I was struck by something while reading in I/II Kings. You know that in every story you have the protagonist – the hero, the person(s) you identify and sympathize with. The antagonist is the one(s) who opposes the protagonist and does bad things – the villain. For those of you who’ve read the Book of Kings, it is very short on heroes, and very high on villains. It’s very depressing. Israel is divided into two kingdoms, evil reigns, kings follow injustice and evil, foreign powers keep attacking and oppressing the Isrealites, the men of God are persecuted, and the population has forgotten God to follow perversity and idols. The characters are mostly either bad guys or really bad guys. The good guys are few and far between, and prone to failure themselves.

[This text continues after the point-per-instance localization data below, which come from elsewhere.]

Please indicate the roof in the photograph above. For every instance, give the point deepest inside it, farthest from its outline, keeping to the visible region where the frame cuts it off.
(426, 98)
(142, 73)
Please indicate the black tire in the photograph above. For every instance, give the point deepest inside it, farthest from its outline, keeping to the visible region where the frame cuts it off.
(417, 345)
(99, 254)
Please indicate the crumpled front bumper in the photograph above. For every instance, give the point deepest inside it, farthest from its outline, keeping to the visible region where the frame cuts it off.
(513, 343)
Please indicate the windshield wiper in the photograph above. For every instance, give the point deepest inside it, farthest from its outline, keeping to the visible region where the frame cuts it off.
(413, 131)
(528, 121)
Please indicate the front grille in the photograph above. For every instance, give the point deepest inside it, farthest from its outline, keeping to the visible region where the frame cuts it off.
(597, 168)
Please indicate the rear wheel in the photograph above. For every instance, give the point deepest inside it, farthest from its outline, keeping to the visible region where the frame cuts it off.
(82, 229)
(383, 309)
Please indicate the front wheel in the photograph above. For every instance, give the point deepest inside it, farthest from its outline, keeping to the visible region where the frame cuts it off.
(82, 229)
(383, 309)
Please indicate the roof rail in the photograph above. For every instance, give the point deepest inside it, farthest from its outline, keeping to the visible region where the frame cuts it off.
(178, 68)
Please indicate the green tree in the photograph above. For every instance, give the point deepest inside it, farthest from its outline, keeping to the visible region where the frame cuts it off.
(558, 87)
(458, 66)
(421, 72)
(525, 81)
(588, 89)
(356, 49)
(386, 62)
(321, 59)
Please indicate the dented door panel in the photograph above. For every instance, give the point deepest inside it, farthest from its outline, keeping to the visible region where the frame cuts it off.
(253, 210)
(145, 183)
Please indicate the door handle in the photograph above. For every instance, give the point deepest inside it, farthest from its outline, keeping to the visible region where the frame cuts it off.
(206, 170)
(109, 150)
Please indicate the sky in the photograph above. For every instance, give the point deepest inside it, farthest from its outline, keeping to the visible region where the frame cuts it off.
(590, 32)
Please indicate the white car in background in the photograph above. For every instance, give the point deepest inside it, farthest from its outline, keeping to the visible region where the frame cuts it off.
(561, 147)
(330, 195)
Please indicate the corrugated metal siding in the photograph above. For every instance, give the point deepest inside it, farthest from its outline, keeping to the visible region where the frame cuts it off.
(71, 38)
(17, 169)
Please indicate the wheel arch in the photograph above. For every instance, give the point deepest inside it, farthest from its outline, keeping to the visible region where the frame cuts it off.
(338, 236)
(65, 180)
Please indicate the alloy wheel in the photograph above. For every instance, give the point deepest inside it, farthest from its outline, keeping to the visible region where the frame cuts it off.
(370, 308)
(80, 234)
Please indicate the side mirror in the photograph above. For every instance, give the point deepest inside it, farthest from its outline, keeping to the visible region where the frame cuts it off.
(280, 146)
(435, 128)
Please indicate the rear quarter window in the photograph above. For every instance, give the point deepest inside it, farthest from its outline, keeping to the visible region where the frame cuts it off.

What surprises me throughout is that God frequently helps wicked Israelite kings for the sake of His own Name. He helped Ahab win military victories over the Arameans because they were diminishing the God of Israel, so that they will know that He is who He is (1Ki 20). He helped Israel yet again under the wicked Jeroboam II because He saw all their afflictions and desired to show mercy (2Ki 14).
It struck me that the hero of this story isn’t Elijah, Elisha, and the other men of God in these stories. God is the hero. The prophets are just sidekicks. But God is the one doing the action, and powerfully working despite the vicious sins and failures of His people. He is the one who’s honor is on the line, who shows mercy and delivers people from trouble, causes kingdoms to rise and fall, and meets out justice to the wicked. God coolly deals with rebellious humanity with their salvation and His glory in mind, in total control of the situation.
God is the hero of your story too. Your life story isn’t about you. God is the one who gives your life significance, who delivers you out of trouble, forgives your sins, and befriends you in the best and worst of times of your life. By faith in Christ, all of this is granted to us. But too often we don’t live like this. Our life story was ordained by God, but we live as though it’s all about us. If that isn’t ridiculous I don’t know what is. Recalibration is necessary. Let’s recognize God as the champion — then our story will go as it’s supposed to go.
It has been a week now since I had a car accident. It was my first one and kind of a scare, so it has made me think a lot, mostly revolving around two things:
My life is fragile.
My Lord is a good and merciful God.
I was on my way to work last Wednesday on a back-road in Valley Center. The road was wet from a drizzle, which we hadn’t had in a while so the road was slippery from the oil. Going around a curve I slid and lost control of the car. The car skidded sideways into a ditch and somehow flipped over on end and crashed onto a chain-link fence. I climbed out of the car from the back door. I looked at my poor car, nosed in the dirt and lying on a fence with the engine idling (I was coasting) and ran up to a nearby house to call my dad who lived about five miles away. My injuries were minimal, just a cut on my face and a jammed finger (thought I had back and neck pain later). One of my dad’s neighbors, “Bill” happened to drive by and stopped to help, and another gentleman who lived nearby happened to have a backhoe and chains and pulled the car out. It was beat-up, but it still runs and drives. Even all the headlights work even though it nosed into the ground. The door has since been repaired. Other repairs are on hold for now.
God totally saved my life. In the moment I thought I was gonna die and wrap around an oak tree or something. So much could have gone wrong. One of my back-doors doesn’t open – I could have flipped on the other side, so I’d be trapped in there. I could have hit another car. I could have run into a big oak tree nearby. I could have not crashed over the oak saplings that slowed the car down before hitting the fence. The car could have blown up or totaled. I could have died or been seriously injured.
The first self-aware/God-aware thought I had was that God could have killed me – but He didn’t. Through the event itself, God spoke. He proved to me He is not only able to save my life – but does. He’s letting me live on this earth a little longer, until whatever day He plans that I see Him face-to-face. It may sound crazy, but it encouraged me, showing that God must want me alive for some purpose, for further service. My feelings are with the Apostle Paul, who wrote in Philippians 1:21-24
For to me, to live is Christ and to die is gain. But if I am to live on in the body, this will mean fruitful labor for me; and I do not know which to choose. But I am hard-pressed from both directions, having the desire to depart and be with Christ, for that is very much better; yet to remain on in the flesh is more necessary for your sake.